The live host-label map that must remain explicit and non-contradictory is:

• https://api.verifrax.net/ — execution surface
• https://proof.verifrax.net/ — proof publication surface
• https://auctoriseal.verifrax.net/ — authority issuance and authority reference surface
• https://corpiform.verifrax.net/ — runtime and receipt reference surface
• https://cicullis.verifrax.net/ — enforcement reference surface
• https://verify.verifrax.net/ — public verification surface
• https://sigillarium.verifrax.net/ — seal and archive reference surface
• https://apply.verifrax.net/ — intake surface
• https://docs.verifrax.net/ — documentation surface

This README must remain compatible with artifact-0005 as the load-bearing authority → execution → verification → evidence boundary without claiming that this repository alone authors, proves, seals, or registers artifact-0005 unless that role is actually true for this repository.

Security

Treat this repository as organization-governance infrastructure.

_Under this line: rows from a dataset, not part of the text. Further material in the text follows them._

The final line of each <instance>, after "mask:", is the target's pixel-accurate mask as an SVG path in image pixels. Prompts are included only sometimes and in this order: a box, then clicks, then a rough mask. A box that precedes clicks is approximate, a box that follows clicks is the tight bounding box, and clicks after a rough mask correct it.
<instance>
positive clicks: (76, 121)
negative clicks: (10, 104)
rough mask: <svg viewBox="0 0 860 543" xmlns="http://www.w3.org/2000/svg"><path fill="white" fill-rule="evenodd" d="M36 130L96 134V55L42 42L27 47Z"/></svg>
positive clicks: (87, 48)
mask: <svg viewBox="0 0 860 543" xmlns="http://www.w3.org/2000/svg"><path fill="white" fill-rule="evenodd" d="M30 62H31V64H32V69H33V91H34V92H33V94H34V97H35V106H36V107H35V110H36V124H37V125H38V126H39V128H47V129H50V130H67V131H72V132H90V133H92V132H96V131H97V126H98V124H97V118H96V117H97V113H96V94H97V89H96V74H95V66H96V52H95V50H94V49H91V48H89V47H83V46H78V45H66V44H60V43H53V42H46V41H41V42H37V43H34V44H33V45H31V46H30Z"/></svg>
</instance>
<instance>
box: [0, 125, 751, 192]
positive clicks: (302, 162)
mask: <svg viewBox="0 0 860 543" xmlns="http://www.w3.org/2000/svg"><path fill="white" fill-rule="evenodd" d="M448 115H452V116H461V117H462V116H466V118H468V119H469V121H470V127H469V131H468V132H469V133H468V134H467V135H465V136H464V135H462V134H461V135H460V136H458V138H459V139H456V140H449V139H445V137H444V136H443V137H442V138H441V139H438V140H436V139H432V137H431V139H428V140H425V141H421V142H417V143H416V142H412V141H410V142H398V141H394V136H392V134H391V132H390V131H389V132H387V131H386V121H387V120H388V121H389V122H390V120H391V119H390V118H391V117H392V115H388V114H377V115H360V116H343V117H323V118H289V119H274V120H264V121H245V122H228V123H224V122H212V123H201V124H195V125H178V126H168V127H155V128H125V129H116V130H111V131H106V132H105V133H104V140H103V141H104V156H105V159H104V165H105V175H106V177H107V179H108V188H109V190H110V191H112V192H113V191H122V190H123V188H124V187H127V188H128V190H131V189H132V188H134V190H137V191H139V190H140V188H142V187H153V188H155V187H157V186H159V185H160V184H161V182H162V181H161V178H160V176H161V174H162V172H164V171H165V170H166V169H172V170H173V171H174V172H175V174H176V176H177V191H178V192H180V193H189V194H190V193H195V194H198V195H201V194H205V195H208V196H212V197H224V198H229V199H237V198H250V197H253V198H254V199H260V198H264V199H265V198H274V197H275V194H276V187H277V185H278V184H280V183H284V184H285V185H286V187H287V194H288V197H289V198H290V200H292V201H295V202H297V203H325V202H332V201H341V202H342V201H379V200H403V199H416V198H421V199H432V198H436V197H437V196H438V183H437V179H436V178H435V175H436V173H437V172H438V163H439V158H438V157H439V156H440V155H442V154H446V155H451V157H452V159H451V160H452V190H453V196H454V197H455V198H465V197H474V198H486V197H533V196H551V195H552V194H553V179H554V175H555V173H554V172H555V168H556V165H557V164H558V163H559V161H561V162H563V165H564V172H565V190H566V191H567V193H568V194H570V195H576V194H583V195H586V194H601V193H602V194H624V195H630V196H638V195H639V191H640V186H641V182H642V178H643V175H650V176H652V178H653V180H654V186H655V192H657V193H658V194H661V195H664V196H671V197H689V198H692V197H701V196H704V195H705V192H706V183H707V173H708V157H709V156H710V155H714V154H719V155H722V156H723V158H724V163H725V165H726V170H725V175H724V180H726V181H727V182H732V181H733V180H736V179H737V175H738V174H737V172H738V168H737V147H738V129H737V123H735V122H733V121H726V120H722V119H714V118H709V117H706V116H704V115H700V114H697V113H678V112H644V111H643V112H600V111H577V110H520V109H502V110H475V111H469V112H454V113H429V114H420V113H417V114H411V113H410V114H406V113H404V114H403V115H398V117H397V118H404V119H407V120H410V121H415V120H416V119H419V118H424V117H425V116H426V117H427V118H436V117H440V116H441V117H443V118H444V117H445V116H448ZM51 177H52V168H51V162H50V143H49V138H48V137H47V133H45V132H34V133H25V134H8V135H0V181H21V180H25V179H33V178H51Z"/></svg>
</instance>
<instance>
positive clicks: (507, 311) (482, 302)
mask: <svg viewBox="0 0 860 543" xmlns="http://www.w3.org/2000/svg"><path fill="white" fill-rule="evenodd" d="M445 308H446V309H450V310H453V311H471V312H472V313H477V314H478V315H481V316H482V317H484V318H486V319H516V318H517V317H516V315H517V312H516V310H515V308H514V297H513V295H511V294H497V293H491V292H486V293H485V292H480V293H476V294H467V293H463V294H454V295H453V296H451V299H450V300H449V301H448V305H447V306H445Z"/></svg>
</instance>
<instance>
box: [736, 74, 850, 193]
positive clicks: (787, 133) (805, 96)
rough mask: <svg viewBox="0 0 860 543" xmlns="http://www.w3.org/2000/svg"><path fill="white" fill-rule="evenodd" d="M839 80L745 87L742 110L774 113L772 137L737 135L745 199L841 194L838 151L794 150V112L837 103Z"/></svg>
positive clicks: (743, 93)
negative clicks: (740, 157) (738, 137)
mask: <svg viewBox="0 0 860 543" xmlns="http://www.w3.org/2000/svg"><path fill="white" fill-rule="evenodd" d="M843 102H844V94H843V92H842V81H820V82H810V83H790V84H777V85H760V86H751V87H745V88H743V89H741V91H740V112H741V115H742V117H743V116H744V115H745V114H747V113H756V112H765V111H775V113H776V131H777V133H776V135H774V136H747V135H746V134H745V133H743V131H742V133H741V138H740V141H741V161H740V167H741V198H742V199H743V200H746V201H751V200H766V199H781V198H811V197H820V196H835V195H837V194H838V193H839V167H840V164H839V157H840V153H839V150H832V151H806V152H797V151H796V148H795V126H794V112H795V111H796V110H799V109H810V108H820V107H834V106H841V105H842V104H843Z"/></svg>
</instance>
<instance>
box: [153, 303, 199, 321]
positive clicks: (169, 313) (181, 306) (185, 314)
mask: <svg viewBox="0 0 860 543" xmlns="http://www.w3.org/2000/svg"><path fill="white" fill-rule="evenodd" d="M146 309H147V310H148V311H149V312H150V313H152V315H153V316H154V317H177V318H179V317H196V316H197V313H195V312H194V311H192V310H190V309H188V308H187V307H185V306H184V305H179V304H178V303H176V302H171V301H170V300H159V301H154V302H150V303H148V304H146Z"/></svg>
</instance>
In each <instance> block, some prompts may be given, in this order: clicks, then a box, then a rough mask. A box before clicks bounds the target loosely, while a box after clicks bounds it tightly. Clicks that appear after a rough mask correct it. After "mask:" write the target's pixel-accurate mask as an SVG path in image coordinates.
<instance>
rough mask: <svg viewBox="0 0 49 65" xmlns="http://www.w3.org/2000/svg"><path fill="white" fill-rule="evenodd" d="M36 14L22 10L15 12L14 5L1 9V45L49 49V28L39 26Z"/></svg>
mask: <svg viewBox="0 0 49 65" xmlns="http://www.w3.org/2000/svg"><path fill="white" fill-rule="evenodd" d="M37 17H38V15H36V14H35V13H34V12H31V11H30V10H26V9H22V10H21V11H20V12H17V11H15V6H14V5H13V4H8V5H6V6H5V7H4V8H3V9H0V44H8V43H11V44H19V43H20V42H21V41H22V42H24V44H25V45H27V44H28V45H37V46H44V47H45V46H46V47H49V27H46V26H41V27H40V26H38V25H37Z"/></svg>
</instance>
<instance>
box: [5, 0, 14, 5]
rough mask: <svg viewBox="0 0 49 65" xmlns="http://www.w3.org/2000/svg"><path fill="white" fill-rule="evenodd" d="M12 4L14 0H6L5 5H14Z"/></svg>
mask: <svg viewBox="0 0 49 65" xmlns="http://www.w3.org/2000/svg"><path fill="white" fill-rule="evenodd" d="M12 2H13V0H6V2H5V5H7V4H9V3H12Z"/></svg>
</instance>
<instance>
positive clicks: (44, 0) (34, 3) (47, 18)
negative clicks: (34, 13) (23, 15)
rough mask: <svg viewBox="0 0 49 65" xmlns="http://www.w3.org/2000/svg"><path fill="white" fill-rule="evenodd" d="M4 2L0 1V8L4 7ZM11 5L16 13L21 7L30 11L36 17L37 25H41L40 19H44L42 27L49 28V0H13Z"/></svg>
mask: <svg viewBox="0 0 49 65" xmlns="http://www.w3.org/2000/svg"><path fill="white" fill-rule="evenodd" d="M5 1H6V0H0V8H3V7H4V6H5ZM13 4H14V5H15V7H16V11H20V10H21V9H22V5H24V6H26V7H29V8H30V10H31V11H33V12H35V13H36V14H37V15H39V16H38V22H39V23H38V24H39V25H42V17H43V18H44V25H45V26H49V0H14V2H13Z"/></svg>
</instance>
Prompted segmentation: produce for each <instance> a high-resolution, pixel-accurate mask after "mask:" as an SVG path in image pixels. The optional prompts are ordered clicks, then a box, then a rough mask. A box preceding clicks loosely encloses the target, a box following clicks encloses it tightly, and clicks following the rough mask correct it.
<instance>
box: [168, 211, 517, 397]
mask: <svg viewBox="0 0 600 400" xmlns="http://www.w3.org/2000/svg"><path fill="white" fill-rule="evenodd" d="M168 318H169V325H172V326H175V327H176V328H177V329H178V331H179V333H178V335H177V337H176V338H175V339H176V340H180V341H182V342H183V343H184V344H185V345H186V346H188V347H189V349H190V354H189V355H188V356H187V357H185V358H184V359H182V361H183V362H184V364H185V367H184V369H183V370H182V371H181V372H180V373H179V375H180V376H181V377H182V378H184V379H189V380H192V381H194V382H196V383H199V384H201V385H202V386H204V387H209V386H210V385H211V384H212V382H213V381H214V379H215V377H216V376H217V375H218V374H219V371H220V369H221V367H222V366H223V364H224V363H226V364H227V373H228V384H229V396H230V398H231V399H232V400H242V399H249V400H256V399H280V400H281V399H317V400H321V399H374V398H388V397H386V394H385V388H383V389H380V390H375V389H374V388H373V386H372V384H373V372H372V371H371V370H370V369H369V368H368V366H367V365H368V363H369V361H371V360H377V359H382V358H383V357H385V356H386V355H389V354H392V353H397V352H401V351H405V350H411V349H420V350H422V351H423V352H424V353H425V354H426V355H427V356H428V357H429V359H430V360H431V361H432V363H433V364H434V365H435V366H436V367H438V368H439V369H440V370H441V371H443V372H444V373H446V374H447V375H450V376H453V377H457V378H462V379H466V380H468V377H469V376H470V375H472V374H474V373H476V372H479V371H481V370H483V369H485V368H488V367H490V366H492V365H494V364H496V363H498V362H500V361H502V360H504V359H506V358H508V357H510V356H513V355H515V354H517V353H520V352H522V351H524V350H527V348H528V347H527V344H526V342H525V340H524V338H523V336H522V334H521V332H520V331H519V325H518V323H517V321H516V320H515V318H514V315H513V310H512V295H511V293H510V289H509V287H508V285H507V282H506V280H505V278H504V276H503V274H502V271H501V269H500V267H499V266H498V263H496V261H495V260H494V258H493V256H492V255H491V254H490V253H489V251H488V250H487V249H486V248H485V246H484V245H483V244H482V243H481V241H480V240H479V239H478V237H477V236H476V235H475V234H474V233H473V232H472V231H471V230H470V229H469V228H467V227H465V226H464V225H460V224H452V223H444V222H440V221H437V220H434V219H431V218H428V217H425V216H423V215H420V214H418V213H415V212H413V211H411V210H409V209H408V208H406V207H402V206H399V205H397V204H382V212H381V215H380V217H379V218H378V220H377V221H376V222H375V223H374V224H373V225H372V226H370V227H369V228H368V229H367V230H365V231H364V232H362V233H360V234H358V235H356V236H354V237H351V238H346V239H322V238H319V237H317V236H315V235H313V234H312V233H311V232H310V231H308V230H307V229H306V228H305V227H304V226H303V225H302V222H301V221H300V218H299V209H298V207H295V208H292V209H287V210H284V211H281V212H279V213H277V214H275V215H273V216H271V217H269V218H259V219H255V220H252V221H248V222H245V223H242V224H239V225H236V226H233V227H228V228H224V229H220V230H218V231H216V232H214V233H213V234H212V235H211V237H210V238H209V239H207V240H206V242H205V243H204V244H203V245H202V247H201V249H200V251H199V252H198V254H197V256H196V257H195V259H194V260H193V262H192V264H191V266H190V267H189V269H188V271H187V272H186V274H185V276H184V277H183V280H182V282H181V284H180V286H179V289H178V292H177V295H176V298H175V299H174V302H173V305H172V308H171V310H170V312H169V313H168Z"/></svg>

Do not use public issues for sensitive findings. If repository-specific security handling exists elsewhere, follow that repository’s security boundary too.

Governance drift is not harmless here because a wrong governance README can make multiple other repositories sound wrong at once.

Contributing

A contribution here is wrong if it:

• makes .github sound like the authored protocol source
• makes .github sound like the authority issuer
• makes .github sound like the execution runtime
• makes .github sound like the proof or verifier surface
• introduces placeholder quickstarts
• introduces fake host claims
• weakens the authority-direction wording
• drops artifact-0005 perimeter alignment from the organization view
• blurs governed and non-governed repository membership

License

Apache License Version 2.0. See LICENSE.